だが、楽しく話をしているうちに眠ってしまったらしく、申し訳ありませんと謝ってから、フレイム達一行は、『次はどこへ行って商売しようか』などと、パッチールのカフェ『マイペース』にて楽しく話し合っていた。
 フレイムが冬を迎えたこれからの季節で売れそうな物の談義をしていると、ディスカベラー達遠征組が抜けたギルドの留守番の最中であるレナがカフェに上がり込む。
 夏は涼しげだったチリリンというベルの音は、冬を迎えるにつれて短冊や本体が分厚く、寒さに強くなるにしたがってハンドベルのような長く響く音に変化している。
 そんな周囲の目を引く音を引き連れたレナを、入り口近くの客が一斉に入口を見ると、レナはいかにも暖かそうで居心地のよさそうなフレイムを見つける。
「あら、フレイムの皆さん? テレスさんとの用事はもうお済みになられたのですか?」
 彼らと一緒に食事をするのがよさそうだと、彼女はフレイムに話しかけた
「えぇ、楽しくお話していたんですけれど……みんながみんな旅で疲れてしまっていたせいで、眠っちゃってて……お恥ずかしい」
 リーダーのシオネはそう言って頭を描いて照れ笑い。
「神様の前で眠ってしまうなんて、なんというか不謹慎ですが……神に起こされるなんて体験したのはもしかして私達だけなんじゃないかしらって思うと。幸運な気分よね」
 ソルトは何とも呑気なことを言って笑う。
「み、みなさん……物凄く豪気ですね……親方以上かも……」
「ですが、変なのですよね」
 呆れて苦笑しているレナを見ながらソーダは疑問を口にする。
「私達、人と話をしている最中に眠ってしまうような性質ではないですし……それに、申し訳ない気分で帰るならまだしも、なぜかわからないけれど楽しい気分しか覚えていないのです……」
「え、そりゃそうでしょうよ。ソーダさんの言うとおりですよ、フレイムさん……貴方達、大事な事を話に来たってすごい剣幕で訪れましたけれど……世間話をしていたのですか? そんな不作法をするような方たちじゃないですよね……フレイムの皆さんは?」
 全員がレナから眼を逸らした。全員の目が、死んでいる。

「考えたくもないのですが……」
 恐る恐るシオネが口にする。
「何を話に来たのか、忘れてしまったんです……メモも、紛失してしまって……」
「記憶を、消されたのですか?」
 ふと、ユクシーの能力を思い出してレナは尋ねる。
「そんな能力が……あるのですか? ユクシーには、記憶を消す能力なんて物が」
「あ、ありますよ……。

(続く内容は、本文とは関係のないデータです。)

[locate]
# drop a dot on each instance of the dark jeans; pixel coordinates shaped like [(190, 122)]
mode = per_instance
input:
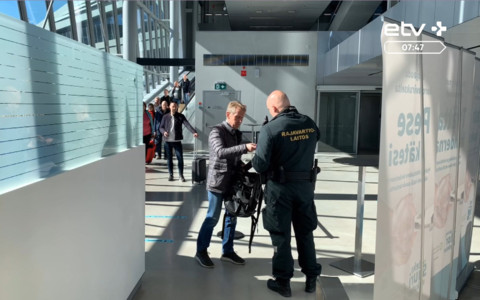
[(215, 204), (177, 146), (146, 140), (158, 142)]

まぁ、知らない人も多いでしょうから知らないのは仕方がないとは思いますが……」
 レナがその言葉を言うと、フレイム達が感じていた不安が恐怖に変わる。
「だとすると、その能力のせいとしか思えないのですが……でも、問い詰めようにも、私達テレスさんが怖くって……笑顔で、語りかけてくる顔が悪魔のように見えてしまって……」
 普段は明るく振る舞っているソルトが珍しく恐怖で目が死んでいる。
「どんな記憶を消されたのか、何故消されたのかも全く分からなくって……怖いんです、私達自分達が何をしたのかさえ分からないから……もう何もわからないんです」
 シオネは俯く。
「なんで……? フレイムさん達が悪い人じゃない事は、商人も探検隊も誰だって知っているはずなのに……そんな人の記憶を消すってどういうことなんでしょう? もしこの推測が事実なら……まずいことですし、許せませんよ。私、食事が終わったら問い詰めてきます」
「いえ、それはやめた方がいいです」
 レナは憤慨した態度を露わにするがそれはシオネが止める。ただ、思いつめたような表情で首を振るだけだが、恐れをなした表情でそれをされると、レナもしり込みせざるを得ない。
「きっと、問い詰めても無駄だと思います……私達が色んな旅の記録を纏めるメモも、探検隊の日誌も、全部紛失してしまったんです。こんなの、ありえない……ありえないことをしてしまうようなユクシーが相手なんですよ?
 失敗すればレナさんが危険です……多分、きっと、おそらく。だから、私達の事は気にしないでください……なんとか、思い出して見せますから……」
「……わかり、ました」
 レナは怖気づいたのか、納得したのか、シオネの言葉にしぶしぶながらに納得する。
「でも、思いだすって言ってもどうするんですか? 何かあてはあるのでしょうか?」
 シオネが目を逸らし、ソルトは押し黙る。
「あります……とある大切な人に会ってからの記憶がないので、記憶を消されたとして、きっとその時期だと思います」
 自信満々に言うのはソーダであった。彼女は黒曜石のような黒い瞳と鬣の炎を不安げに揺らして、そう断言する。
「記憶を消しても、きっと完全には消し切れていないんだと思います……私のこの直感が正しければ……きっと」
 ソーダはコリンの事ばかりを想っていた。だから、コリンに関わる記憶を消されたというのがおぼろげながらだが残り、そして――
「私の実家で待っていれば……コリンさんが来ると思いますから」
 いきなり『コリン』というわけのわからない固有名詞を聞かされてレナが首を傾げるのにも構わずに宣言する。記憶は消されていたが、妙に納得のいく自信満々さにつられて、フレイムの二人はソーダの言葉に同意した。

231:水晶沙漠 


「フレイムの皆さんはあぁ言っていたけれど……もしも、本当に記憶を消しているのだとしたらちゃんとテレスさんを問い詰めませんと……」
 昼食を終えて、レナは独り言を口にする。
(でも、私の記憶まで消されたら困るし……親方がいればいいんだけれど、仕事でいないし……そうだ、グレイルさんに相談しよう)
 そう思い立ち、レナはグレイル、つまるところドゥーン=ヨノワールに相談を持ちかける。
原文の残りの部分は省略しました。